Thompson is sure epos technology will continue to evolve, but warns against retailers standing still and waiting for the next best thing. "Just five years ago you wouldn't see the volume of epos equipment in c-stores that you do today," he explains. "Over the next decade we're going to see further aggressive changes. RFID will become more mainstream and will feed down from the multiples. I believe self-service will also play an ever-increasing role."
NCR worked with the Channel Islands Co-op in 2006 to install a number of self-service tills. By July 2006 a quarter of all transactions were going through NCRS FastLane self-checkout units in five of the group's stores.
Thompson says: "Self-service isn't a solution for every retailer, but a number have seen it help where there are labour shortages, or to free up some members of staff for other jobs around the store. It's another example of how technology can help retailers manage their stores."
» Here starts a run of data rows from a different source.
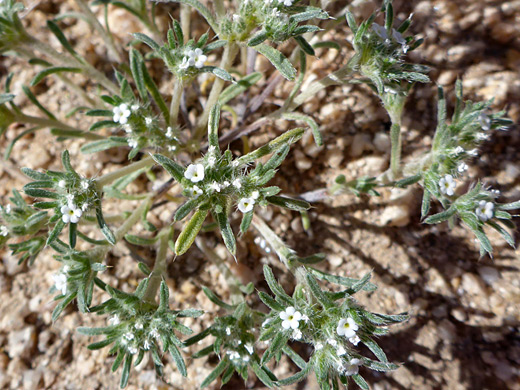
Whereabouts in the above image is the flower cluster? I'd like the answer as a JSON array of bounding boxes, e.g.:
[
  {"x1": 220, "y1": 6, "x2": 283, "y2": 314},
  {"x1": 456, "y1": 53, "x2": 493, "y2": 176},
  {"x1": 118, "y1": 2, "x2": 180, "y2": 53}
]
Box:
[{"x1": 179, "y1": 48, "x2": 208, "y2": 69}]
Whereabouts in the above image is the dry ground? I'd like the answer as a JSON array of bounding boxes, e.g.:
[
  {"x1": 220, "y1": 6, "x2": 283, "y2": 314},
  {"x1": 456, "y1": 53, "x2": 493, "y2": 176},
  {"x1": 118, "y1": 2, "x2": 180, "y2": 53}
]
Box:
[{"x1": 0, "y1": 0, "x2": 520, "y2": 390}]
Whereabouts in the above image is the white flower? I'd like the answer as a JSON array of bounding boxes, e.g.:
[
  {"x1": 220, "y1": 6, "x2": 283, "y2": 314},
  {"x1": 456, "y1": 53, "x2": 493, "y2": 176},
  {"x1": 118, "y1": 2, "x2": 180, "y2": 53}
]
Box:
[
  {"x1": 327, "y1": 339, "x2": 338, "y2": 347},
  {"x1": 208, "y1": 156, "x2": 217, "y2": 167},
  {"x1": 238, "y1": 198, "x2": 255, "y2": 214},
  {"x1": 108, "y1": 314, "x2": 121, "y2": 325},
  {"x1": 179, "y1": 57, "x2": 190, "y2": 69},
  {"x1": 439, "y1": 175, "x2": 457, "y2": 196},
  {"x1": 343, "y1": 359, "x2": 361, "y2": 376},
  {"x1": 280, "y1": 306, "x2": 302, "y2": 329},
  {"x1": 475, "y1": 200, "x2": 495, "y2": 222},
  {"x1": 150, "y1": 328, "x2": 161, "y2": 339},
  {"x1": 336, "y1": 317, "x2": 359, "y2": 338},
  {"x1": 478, "y1": 112, "x2": 491, "y2": 131},
  {"x1": 52, "y1": 272, "x2": 67, "y2": 295},
  {"x1": 123, "y1": 332, "x2": 135, "y2": 341},
  {"x1": 348, "y1": 335, "x2": 361, "y2": 345},
  {"x1": 127, "y1": 138, "x2": 137, "y2": 149},
  {"x1": 60, "y1": 203, "x2": 83, "y2": 223},
  {"x1": 233, "y1": 177, "x2": 242, "y2": 190},
  {"x1": 455, "y1": 145, "x2": 465, "y2": 154},
  {"x1": 372, "y1": 23, "x2": 389, "y2": 41},
  {"x1": 392, "y1": 28, "x2": 409, "y2": 54},
  {"x1": 112, "y1": 103, "x2": 132, "y2": 125},
  {"x1": 209, "y1": 181, "x2": 222, "y2": 192},
  {"x1": 457, "y1": 162, "x2": 468, "y2": 173},
  {"x1": 186, "y1": 186, "x2": 202, "y2": 197},
  {"x1": 291, "y1": 329, "x2": 302, "y2": 340},
  {"x1": 143, "y1": 339, "x2": 152, "y2": 350},
  {"x1": 185, "y1": 48, "x2": 208, "y2": 69},
  {"x1": 184, "y1": 164, "x2": 204, "y2": 183},
  {"x1": 244, "y1": 344, "x2": 255, "y2": 355}
]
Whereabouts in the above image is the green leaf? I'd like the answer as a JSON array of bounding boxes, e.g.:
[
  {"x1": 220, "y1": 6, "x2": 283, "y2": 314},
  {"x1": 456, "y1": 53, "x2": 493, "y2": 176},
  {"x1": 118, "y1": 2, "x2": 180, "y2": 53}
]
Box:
[
  {"x1": 173, "y1": 196, "x2": 204, "y2": 221},
  {"x1": 305, "y1": 273, "x2": 333, "y2": 309},
  {"x1": 156, "y1": 0, "x2": 220, "y2": 35},
  {"x1": 307, "y1": 267, "x2": 377, "y2": 291},
  {"x1": 199, "y1": 66, "x2": 233, "y2": 82},
  {"x1": 125, "y1": 234, "x2": 157, "y2": 246},
  {"x1": 96, "y1": 203, "x2": 116, "y2": 245},
  {"x1": 265, "y1": 196, "x2": 311, "y2": 211},
  {"x1": 29, "y1": 66, "x2": 83, "y2": 87},
  {"x1": 258, "y1": 291, "x2": 285, "y2": 311},
  {"x1": 130, "y1": 49, "x2": 148, "y2": 103},
  {"x1": 152, "y1": 154, "x2": 184, "y2": 183},
  {"x1": 175, "y1": 209, "x2": 209, "y2": 256},
  {"x1": 132, "y1": 33, "x2": 161, "y2": 52},
  {"x1": 119, "y1": 353, "x2": 134, "y2": 389},
  {"x1": 214, "y1": 213, "x2": 237, "y2": 256},
  {"x1": 253, "y1": 43, "x2": 296, "y2": 81},
  {"x1": 168, "y1": 344, "x2": 188, "y2": 377},
  {"x1": 276, "y1": 364, "x2": 312, "y2": 386},
  {"x1": 424, "y1": 207, "x2": 457, "y2": 224}
]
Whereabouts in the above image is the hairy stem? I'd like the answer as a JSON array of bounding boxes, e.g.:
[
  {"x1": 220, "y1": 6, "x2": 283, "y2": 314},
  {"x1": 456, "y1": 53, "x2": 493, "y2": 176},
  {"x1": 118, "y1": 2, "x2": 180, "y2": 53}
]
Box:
[
  {"x1": 170, "y1": 79, "x2": 184, "y2": 128},
  {"x1": 96, "y1": 156, "x2": 155, "y2": 190},
  {"x1": 194, "y1": 42, "x2": 238, "y2": 140},
  {"x1": 143, "y1": 228, "x2": 170, "y2": 303}
]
Northern Ireland Spar retailer Henderson Retail has also opted to install self-scan tills at its Dundonald store. Bosses describe initial feedback from customers as extremely positive. Retail operations manager Mark McCammond explains: "Self-checkout is an exciting development. Our aim as a retailer is to make the shopping experience for our customers as convenient and hassle-free as possible, and we have developed this technology to further meet this goal. We look forward to rolling the new systems out across more stores."
Another area which has seen recent innovation is epos being linked to security. WatchNet EU has developed a DVR recorder which can search for footage associated with one particular product or category. WatchNet EU managing director Jonathan Darby says: "With our system, retailers are able to search all footage through their epos system. The system can search through three levels - cashier number, common data and transactions.
"Retailers can also monitor the system off-site with a password that allows them access to view over the web. The advantage is that they can pinpoint sales, keep track of products and cut down on the estimated 50% of shrinkage which is down to employees."
The possibilities associated with epos technology seem endless and retailers need to be accepting of new technologies when they arise. While viewing epos data on a mobile phone may not be everyone's cup of tea, for those willing to take the plunge and invest in the latest equipment
and software, the benefits are there for the taking.
Arjan Mehr, Londis, Bracknell
"I've got the Londis Laser system installed, but will soon be upgrading to Londis Manager, which can look at data in real time. We do automatic ordering every day and are able to keep a close eye on margins and which parts of the store are making money or not.
"An epos system is one of the best investments retailers can make if used properly. It's particularly valuable in the grocery market as margins can be quite low. People shouldn't be scared of it. You don't need to be any kind of expert to make good use of technology."